と、先輩の側近ウルスの額に青筋がたっている。


「え? 聞いてなかったんですか? 王太子様から、ルイス様の動向を探るよう命じられ、学園に潜入していました!」


「あ!? なに、勝手に命じてんだ、フィリップ!?」


 ウルスが部下の前で、僕を名前で呼ぶ時は、相当怒ってる時だ。

 が、僕も引くわけにはいかない。


「ルイスの確認をするのは最優先事項だ」


「そんなわけあるか! 王太子の仕事を優先しろ!」


「……王太子様、そんなことより大変なんです!」

と、ミカエルが叫ぶように言った。


 そうだ、ウルスと言い合ってる場合じゃない。


「どうした? ルイスに何かあったのか?」


「アリス嬢に婚約解消を告げたそうです。あのピンクの髪の女性を連れて」


「は……、婚約解消!? どういうことだ……? アリス嬢のことが嫌になったかと僕が聞いた時、まわりが凍り付きそうなほど怒ったのに?」

と、ウルスの方を見た。


「確かに。そうだったな……」


「よしっ、あのピンクの髪の女に聞きに行こう。

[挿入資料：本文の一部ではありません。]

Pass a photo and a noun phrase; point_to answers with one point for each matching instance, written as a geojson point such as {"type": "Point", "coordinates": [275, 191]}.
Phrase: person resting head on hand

ルイスには、アリス嬢には近づくなと言われたけど、そっちは言われてないもんね」


「おいっ、だから、仕事が山積みなんだがっ!?」


「ルイスのことを心配しながら仕事をしたら、書類に適当にサインしてしまうけど。それでもいい?」


 僕の言葉に、ウルスの眉間のしわがこれ以上ないほど深くなる。


「……なら、ルイスの件、さっさと片づけるぞ。……覚えてろ、フィリップ。後で、寝ずに仕事させてやるからな」


「わかった! じゃあ、僕は行くよ!」



 ということで、あの女が養女になっている男爵家の前に到着した。

 ミカエルが調べた報告によると、僕が、学園でルイスと会った翌日には、ルイスはアリス嬢に婚約解消を告げたそうだ。


 そして、それから、あのピンクの髪の女は学園には来ていないという。


 馬車の中から、男爵家を確認する。目立たないよう、王家の紋章の入ってない馬車を調達してきた。


「話が聞きたいんだろう? アポイントをとらなくて、良かったのか?」

と、ウルス。


「ああ。警戒されて逃げられでもしたら面倒だしね。それより、ウルスは帰って仕事してくれててもいいよ。仕事が山積みでしょ?」


「ああ、山積みだ。しかし、暴走するフィリップを止められるのは、俺しかいないだろ?」

と、切れ気味で答えられた。


 冷静沈着な僕は、一度も暴走したことはないけどね……。


「それで、あの女に会って、何を聞くんだ?」


「もちろん、ルイスとの関係。ルイスには、あの女が見えてもないくらい、興味がなさそうだった。なのに、翌日に、その女を連れて婚約解消? しかも、あの執着しているアリス嬢と。おかしすぎる」


「まあな」


「もしや、あの女は浮遊霊かもしれない。ルイスにつきまとい、操り、ルイスの意思とは違う行動をさせている。でも、ルイスには見えない」


「浮遊霊……? ほんと、何言ってんだ? 俺たちにばっちり見えて、噂にもなってる。あの女は、正真正銘の人間だ!」


「そう? まあ、生きてても、死んでてもどっちでもいい。ルイスから離れてもらうのみ。ということで、女の興味をルイスからぼくに移す。色仕掛け作戦を決行する!」


「……」


「どうした、ウルス? 黙りこんで」


 ウルスが、またもや、はあーっと大きなため息をついた。


「仮にも王太子が何を考えてんだと思ったら、泣けてきた」


「古今東西、昔からある古典的な作戦をあなどるなかれ、だ!」


 ウルスが、もう一度、ため息をついた。


「まず、色仕掛けなんて、おまえにできるのか? それと、……言いづらいが、色々な面で、ルイスよりおまえを選ぶとは思えないんだが……」


「失礼だな。僕はルイスの兄様だ。似た魅力があるはずだろ!?」


「……あったらいいな」

と、ウルスがつぶやいた時だった。


 窓の外に、ピンク色の髪が目に飛び込んできた。


「あの女じゃない?」


 ウルスも、あわてて窓から外を見た。


「あの髪色はそうだな……。ちょうど、屋敷からでてきたみたいだ。どうする?」


 女は大きな荷物を持って、どこかへ歩いていく。


「ちょうどいい。早速、作戦開始だ!」


 僕の言葉に、ウルスが、またもや大きなため息をついた。